On this day in 1895, the Russian writer Sergei Alexandrovich Yesenin was born.
If you go once, don't turn around, because if you turn around, you have to come back, and I don't want you to come back leaving, "said Jesenjin, a poet with a reputation as a bohemian, who turned his soul into poetry.
And it was largely determined by the very life of the poet, say literary historians, growing up in the countryside, revolution, wandering, great passions and loves. What am I? Who am I? I'm just a dreamer, whose gaze fades into fog and mist, and I love you by the way, like I dream, like many others on that earth.
He came to Moscow from his native village of Konstantinova as a golden-haired boy. He studied at the City People's University and wrote. Russian folklore and customs were the main inspiration. His talent and freshness of poetic expression were recognized by prominent poets Aleksandar Blok and Sergej Gorodetski, who helped him improve his writing style and promote his literary work.

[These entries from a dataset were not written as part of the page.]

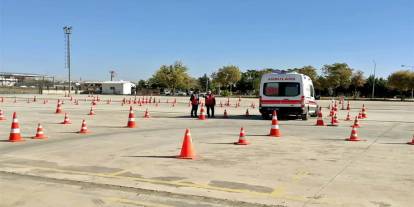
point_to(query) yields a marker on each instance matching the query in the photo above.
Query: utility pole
(373, 82)
(412, 68)
(112, 72)
(68, 31)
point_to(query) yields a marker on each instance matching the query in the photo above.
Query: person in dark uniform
(210, 103)
(195, 100)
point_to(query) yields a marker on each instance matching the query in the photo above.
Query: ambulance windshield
(281, 89)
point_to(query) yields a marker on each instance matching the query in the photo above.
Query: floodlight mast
(68, 31)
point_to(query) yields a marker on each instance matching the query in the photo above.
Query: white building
(110, 87)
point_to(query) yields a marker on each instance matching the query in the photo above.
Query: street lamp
(373, 83)
(412, 68)
(68, 31)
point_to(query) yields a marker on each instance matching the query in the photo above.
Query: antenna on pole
(113, 73)
(68, 31)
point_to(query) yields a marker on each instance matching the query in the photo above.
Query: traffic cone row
(91, 112)
(131, 118)
(2, 115)
(146, 114)
(39, 133)
(354, 135)
(202, 115)
(84, 128)
(319, 121)
(66, 120)
(15, 130)
(242, 139)
(274, 129)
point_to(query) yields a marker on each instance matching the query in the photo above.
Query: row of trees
(333, 80)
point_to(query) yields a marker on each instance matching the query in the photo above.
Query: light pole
(412, 68)
(68, 31)
(373, 82)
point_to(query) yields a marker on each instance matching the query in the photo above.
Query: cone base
(186, 157)
(242, 143)
(352, 140)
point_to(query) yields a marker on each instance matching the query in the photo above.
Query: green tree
(337, 75)
(142, 84)
(172, 77)
(357, 81)
(402, 81)
(227, 76)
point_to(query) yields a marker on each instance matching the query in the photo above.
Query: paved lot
(118, 166)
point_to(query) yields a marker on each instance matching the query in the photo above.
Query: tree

In the capital, Jesenjin lived bohemian, mostly staying in taverns, small bars and canteens, where writers, actors and painters gathered during the revolution. He would sometimes recite the verses of his songs aloud.
"I left often. I turned around and came back. And nothing was the same, neither the landscapes, nor the people, nor me. I realized there was no need to come back, what was beautiful let it stay in dreams forever. It will last forever." , said Jesenjin. He also said that the reader in his verses should pay the most attention to lyrical feelings and forms. Immediately after the revolution, with a few other poets, Jesenjin conceived and began to promote a new poetic movement - imaginism. "In the storm and the storm near the misfortunes of all, with heavy losses and sad sorrow, to be natural, smiling and quiet is the greatest art in the world," are the verses from the song Black Man.
Women adored him as a man of rare beauty and as a talented poet. Isidora Duncan was among them.
According to the official police report, the great Russian poet committed suicide on December 28, 1925, at the Angleterre Hotel. He writes his funeral song with his own blood, and then straps himself from the suitcase to rage about the heating pipe and thus ends his life in hotel room number 5. This version of Yesenin's death was widely accepted until some more details appeared that could testify that everything was different.
Goodbye, buddy, goodbye
My breasts are guarding you, darling.
Parting is a sign of predestination,
The meeting is offered to us in the distance.
Goodbye, no squeeze, no voice,
Don't grieve me, frown -
It's not new to die before your class,
But life is not a novelty of law either.
This song, Jesenjin gave to his friend Wolf Ehrlich the night before his death, who that evening, with two other people, found himself in Jesenjin's room. The poet put the paper with the poem in the pocket of his friend's coat and told him not to hurry with reading, not to talk about the poem, and to read it tensely tomorrow. This detail that the poem reached Ehrlich in this way remained recorded only in his book, which he wrote a few years after Jesenjin's death.
Goodbye, friend, goodbye ... this is my favorite song of his, I admit that I love Chekhov the most, but this song by Segej is golden.